Since becoming executive director of the West Virginia chapter of the Alzheimer's Association in 2001, Marks has seen relatives -- including her mother -- suffer from Alzheimer's disease, a form of dementia that adversely affects memory, thought and behavior.
"Every single one of us, if we're not already touched by this disease, is going to be," Marks said. "One of the reasons I'm so passionate about this is that I feel like we're still not paying enough attention.
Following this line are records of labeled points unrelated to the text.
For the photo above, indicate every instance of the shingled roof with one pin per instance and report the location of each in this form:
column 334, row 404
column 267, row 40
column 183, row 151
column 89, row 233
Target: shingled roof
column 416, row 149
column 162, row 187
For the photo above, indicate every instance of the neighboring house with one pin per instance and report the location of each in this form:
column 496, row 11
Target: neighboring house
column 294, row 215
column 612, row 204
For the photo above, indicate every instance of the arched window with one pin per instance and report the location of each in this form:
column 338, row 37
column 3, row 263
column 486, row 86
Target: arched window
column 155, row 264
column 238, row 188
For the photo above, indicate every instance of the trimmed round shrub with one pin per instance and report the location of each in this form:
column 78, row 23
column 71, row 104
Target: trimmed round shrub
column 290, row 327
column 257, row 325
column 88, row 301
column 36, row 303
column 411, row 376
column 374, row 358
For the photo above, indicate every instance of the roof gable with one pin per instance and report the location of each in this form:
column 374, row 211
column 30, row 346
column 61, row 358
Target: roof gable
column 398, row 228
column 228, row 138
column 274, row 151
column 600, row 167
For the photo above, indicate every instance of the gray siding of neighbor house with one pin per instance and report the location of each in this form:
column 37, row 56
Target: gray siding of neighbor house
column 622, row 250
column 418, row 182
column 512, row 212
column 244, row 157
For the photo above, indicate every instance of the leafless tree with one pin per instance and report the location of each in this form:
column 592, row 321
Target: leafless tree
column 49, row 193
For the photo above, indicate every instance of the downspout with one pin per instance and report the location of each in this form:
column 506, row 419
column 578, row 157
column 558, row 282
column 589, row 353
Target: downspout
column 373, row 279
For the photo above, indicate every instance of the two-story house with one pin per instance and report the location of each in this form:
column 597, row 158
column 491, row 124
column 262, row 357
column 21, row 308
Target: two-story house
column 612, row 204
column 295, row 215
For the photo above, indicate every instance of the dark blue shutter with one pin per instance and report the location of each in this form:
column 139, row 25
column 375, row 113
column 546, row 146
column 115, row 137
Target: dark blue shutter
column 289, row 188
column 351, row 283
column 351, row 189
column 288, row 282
This disease is extraordinarily difficult; we have extraordinary numbers suffering from it, and yet we're not anywhere near where we need to be to combat it or to cure it."
Marks and Nancy Cipoletti, the state Alzheimer's Association's former executive director, will be honored with the 2013 Rockefeller Award on Thursday during the annual Thanks for the Memories Luncheon held at the Charleston Marriott Town Center.
The award, named in honor of its first recipient, Sen. Jay Rockefeller, D-W.Va., is given each year by the state chapter of the Alzheimer's Association to two people who have demonstrated outstanding support and leadership in combating Alzheimer's disease in West Virginia, according to Laurel Kirksey, director of constituent relations for the chapter.
"Each year we give this award away we're celebrating the people who truly work for the Alzheimer's cause," Kirksey said. "It is really about raising community awareness about Alzheimer's, because there's still more work to be done."
With more than 70 million Baby Boomers across the U.S., many of whom are entering their 60s and 70s, Cipoletti said the potential impact of Alzheimer's is greater than ever before.